Functional testbenches are typically encoded in Verilog, using $fatal`, `$ display, or assertion statements to encode pass/fail criteria. A plausible implication is that data formats supporting hierarchical context (repo → module → block) facilitate both code understanding and hybrid generation tasks.

4. Benchmarks, Metrics, and Evaluation Protocols

Benchmarking protocols for NL→RTL models employ stringent validation:

Syntax Accuracy: Parsing and synthesis of generated RTL without error (Synopsys Design Compiler, VCS).
Functional Accuracy: Simulation of RTL against a golden testbench; must pass all test vectors.
- $\text{Functional Accuracy} = \frac{\#\text{passed testbenches}}{\#\text{total modules}}$
Pass@k: Given $n$ candidate generations and $c$ successes,

$\text{Pass@}k = 1 - \frac{\binom{n-c}{k}}{\binom{n}{k}}$
Design Quality (PPA): Measurement of post-synthesized area, power, and worst negative slack (WNS); normalized against reference designs.

Modern evaluation suites (RTLLM, VerilogEval) also classify failure modes as syntax errors, simulation timeouts, reset mismatches, etc.—providing actionable diagnostics and insights into systematic model weaknesses.

Human-in-the-loop augmentation is applied where testbenches are missing (e.g., PEFA-AI authors manually write testbenches for RTLLM 1.1).

A plausible implication is that benchmarks lacking functional verification or failure classification may yield inflated pass rates, masking deeper code defects.

5. Impact of Data Quality, Coverage, and Verification

Empirical studies demonstrate substantial gains in functional correctness for models trained on functionally validated corpora:

VeriCoder dataset (functionally validated, 125k examples) yields pass@1 of 55.7% on VerilogEval, versus 35.9% for syntactic-only dataset OriGen (Wei et al., 22 Apr 2025).
Ablation shows that validated data improves functional correctness by ~3.5 percentage points over unvalidated sets.
Scaling dataset size (e.g., RTLCoder-Data: 5k→80k) monotonically increases pass rates, with no observed saturation ([OpenLLM-RTL, (Liu et al., 19 Mar 2025)]).
Filtering for prompt–benchmark overlap (Rouge-L < 0.3) ensures minimal leakage and reliable generalization.
Verification-based curation (JasperGold SVA) reduces false positives but may discard correct samples if assertion synthesis fails.

A plausible implication is that functional correctness validation—either via simulation-based testbenches or formal property checking—is essential for training models suited to deployment in real EDA flows.

6. Best Practices and Open Challenges

The literature synthesizes several best practices for future dataset development:

Use clear, concise NL specifications, including explicit port lists and well-specified timing/state-machine behavior.
Ensure coverage across combinational logic, sequential circuits, parameterization, and complex control (FSMs, pipelines).
Automate failure labeling and error analysis (via tool-driven logs and classifier scripts).
Prefer functionally validated training samples and low-overlap with benchmarks to prevent data leakage.
Adopt hierarchical annotation for repository-level datasets to enable multi-granular training (DeepCircuitX).

Challenges persist: true functional equivalence is not guaranteed by testbenches (corner cases may be missed), assertion-based filtering depends on correct property synthesis, and extremely complex RTL designs (multi-clock, co-simulation) are underrepresented.

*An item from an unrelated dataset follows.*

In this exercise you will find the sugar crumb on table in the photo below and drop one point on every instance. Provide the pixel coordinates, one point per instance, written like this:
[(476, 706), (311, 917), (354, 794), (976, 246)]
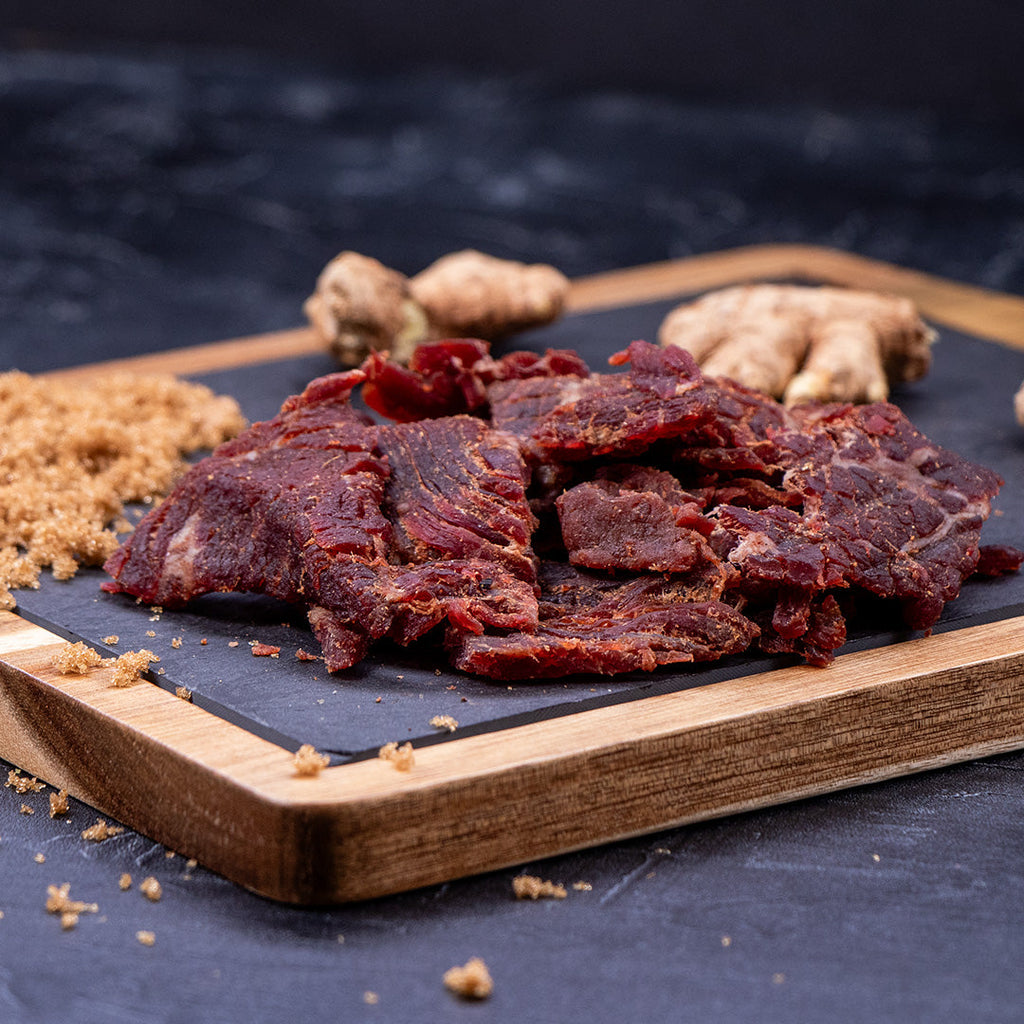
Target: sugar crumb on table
[(76, 658), (472, 981), (100, 830), (75, 452), (308, 761), (23, 783)]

Licensing and IP constraints may also limit broader distribution and adoption.

7. Licensing, Access, and Future Directions

Licensing for NL→RTL datasets is typically Apache 2.0 (RTLCoder, RTLLM), CC-BY, or similar open-source models, with some resources (e.g. DeepCircuitX, OpenLLM-RTL) recommending direct review of repo LICENSE files. Most datasets are available via GitHub or dedicated repositories, with scripts provided for download, preprocessing, and baseline evaluation.

A plausible implication for future work is the continued expansion of scale, diversity, and functional annotation in NL-to-RTL datasets, with emphasis on agentic flows, assertion-based verification, and fine-grained error reporting. Such resources—the unified playground spanning RTLCoder-Data, RTLLM 2.0, AssertEval, and beyond—have demonstrably accelerated the empirical and methodological rigor of LLM-based hardware design research, enabling both apples-to-apples benchmarking and robust model development.